JayBizzle / Crawler-Detect

🕷 CrawlerDetect is a PHP class for detecting bots/crawlers/spiders via the user agent
https://crawlerdetect.io
MIT License
2k stars 259 forks source link

The ability to extend crawlers list? #309

Closed godstanis closed 5 years ago

godstanis commented 5 years ago

Hi, really appreciate your work, guys, the package is great.

But why is there no way to mannualy extend the default crawlers list? For example i need to add "Sendsay.Ru/1.0; https://Sendsay.Ru/; ask@sendsay.ru" (it's a niche Russian crawler), but i have no options but to write an issue here. It would be really great if we could have some kind of a configuration. Or at least have Crawlers injected in CrawlerDetect class via constructor so we could extend it and inject our custom Crawlers implementation without rewriting the whole constructor.

Thanks)

gplumb commented 5 years ago

Adding additional strings via a constructor could be unsafe if there is a collision with one of the existing regexes.

It also means the community can't benefit from the additional crawler strings :-(

This project is very receptive to Pull Requests though... :-)

JayBizzle commented 5 years ago

Hi,

As @gplumb pointed out, we have deliberately avoided making the crawlers list extendable to hopefully encourage PRs which ultimately help the whole community.

We look forward to receiving your PR :+1:

godstanis commented 5 years ago

Thanks for the response.

@gplumb i didn't mean to actually pass strings into the constructor) I mean just to change it to something like this:

// CrawlerDetect.php
/**
 * Class constructor.
 */
public function __construct(array $headers = null, $userAgent = null, Crawlers $crawlers = null)
{
    if ($crawlers === null) {
        $this->crawlers = new Crawlers();
    } else {
        $this->crawlers = $crawlers;
    }
    //...

could be unsafe if there is a collision

Patterns are combined via '|', so i dont see any problems with it. Could you explain the type of collisions you are afraid of?

@JayBizzle

we have deliberately avoided making the crawlers list extendable to hopefully encourage PRs

@gplumb mentioned collision problems, are they still relevant?

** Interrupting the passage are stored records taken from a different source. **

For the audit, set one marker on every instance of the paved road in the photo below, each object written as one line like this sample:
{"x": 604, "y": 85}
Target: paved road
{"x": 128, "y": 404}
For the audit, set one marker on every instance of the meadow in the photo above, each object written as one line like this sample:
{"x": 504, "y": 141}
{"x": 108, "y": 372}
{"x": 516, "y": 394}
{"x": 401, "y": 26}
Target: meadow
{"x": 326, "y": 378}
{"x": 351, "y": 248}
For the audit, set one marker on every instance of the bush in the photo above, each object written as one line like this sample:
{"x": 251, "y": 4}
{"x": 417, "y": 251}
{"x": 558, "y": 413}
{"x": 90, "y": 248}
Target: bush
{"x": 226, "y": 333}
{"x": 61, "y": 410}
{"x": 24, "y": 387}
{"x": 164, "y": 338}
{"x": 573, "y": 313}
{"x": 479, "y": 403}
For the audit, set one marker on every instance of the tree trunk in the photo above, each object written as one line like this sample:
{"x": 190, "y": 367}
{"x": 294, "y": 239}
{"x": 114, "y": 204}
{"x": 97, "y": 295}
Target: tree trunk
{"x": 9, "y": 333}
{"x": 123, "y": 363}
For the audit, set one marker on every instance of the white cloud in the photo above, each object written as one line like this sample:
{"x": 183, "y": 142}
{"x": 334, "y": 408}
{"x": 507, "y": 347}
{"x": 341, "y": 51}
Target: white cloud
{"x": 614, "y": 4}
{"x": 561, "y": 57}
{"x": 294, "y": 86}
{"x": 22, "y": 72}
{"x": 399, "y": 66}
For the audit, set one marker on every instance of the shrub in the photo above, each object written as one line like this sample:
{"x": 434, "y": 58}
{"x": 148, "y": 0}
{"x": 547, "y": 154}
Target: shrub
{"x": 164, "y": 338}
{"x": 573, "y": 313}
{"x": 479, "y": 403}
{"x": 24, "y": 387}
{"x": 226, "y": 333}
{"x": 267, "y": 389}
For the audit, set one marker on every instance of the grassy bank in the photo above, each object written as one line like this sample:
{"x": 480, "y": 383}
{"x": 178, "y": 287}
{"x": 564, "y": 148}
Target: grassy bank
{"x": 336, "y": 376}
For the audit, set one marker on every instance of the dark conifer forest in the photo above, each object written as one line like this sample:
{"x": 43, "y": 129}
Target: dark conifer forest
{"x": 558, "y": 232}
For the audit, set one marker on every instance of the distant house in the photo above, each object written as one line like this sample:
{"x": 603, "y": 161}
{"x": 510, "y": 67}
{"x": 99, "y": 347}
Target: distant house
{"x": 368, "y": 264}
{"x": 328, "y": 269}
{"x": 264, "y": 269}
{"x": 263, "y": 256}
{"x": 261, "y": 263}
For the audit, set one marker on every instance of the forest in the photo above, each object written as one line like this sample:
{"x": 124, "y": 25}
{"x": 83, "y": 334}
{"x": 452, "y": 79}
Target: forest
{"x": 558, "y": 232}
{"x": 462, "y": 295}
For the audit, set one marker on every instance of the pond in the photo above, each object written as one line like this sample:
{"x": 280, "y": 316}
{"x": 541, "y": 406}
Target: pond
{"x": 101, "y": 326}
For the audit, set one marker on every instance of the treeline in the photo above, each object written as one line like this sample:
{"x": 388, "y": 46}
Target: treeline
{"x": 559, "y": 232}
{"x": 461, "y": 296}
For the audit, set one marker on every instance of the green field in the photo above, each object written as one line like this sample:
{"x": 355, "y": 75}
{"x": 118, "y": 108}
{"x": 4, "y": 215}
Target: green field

MaxGiting commented 5 years ago

@stasgar With your suggested code, are you suggesting you would duplicate the entire Crawler class?

There is no issue with regex collisions. We only test for them so we can speed up scanning. No point checking something twice.

If you would like to get a new user agent into this library we encourage PR's so everyone can benefit. They are normally merged and released within a few days maximum.

gplumb commented 5 years ago

My original concern about regex collisions was based on an assumption about how the constructor code might look, something that actually isn't having seen @stasgar's code :-)

godstanis commented 5 years ago

@MaxGiting i would extend Crawler class and overwrite it's getAll method.

Ok, then pls close this issue and i will PR this really rare Russian crawler)

MaxGiting commented 5 years ago

@gplumb I see what you mean! Yes there could have been in that scenario.

@stasgar There's probably a few other rare and even defunct user agents in our list by now, but hopefully some other people will benefit from your contribution.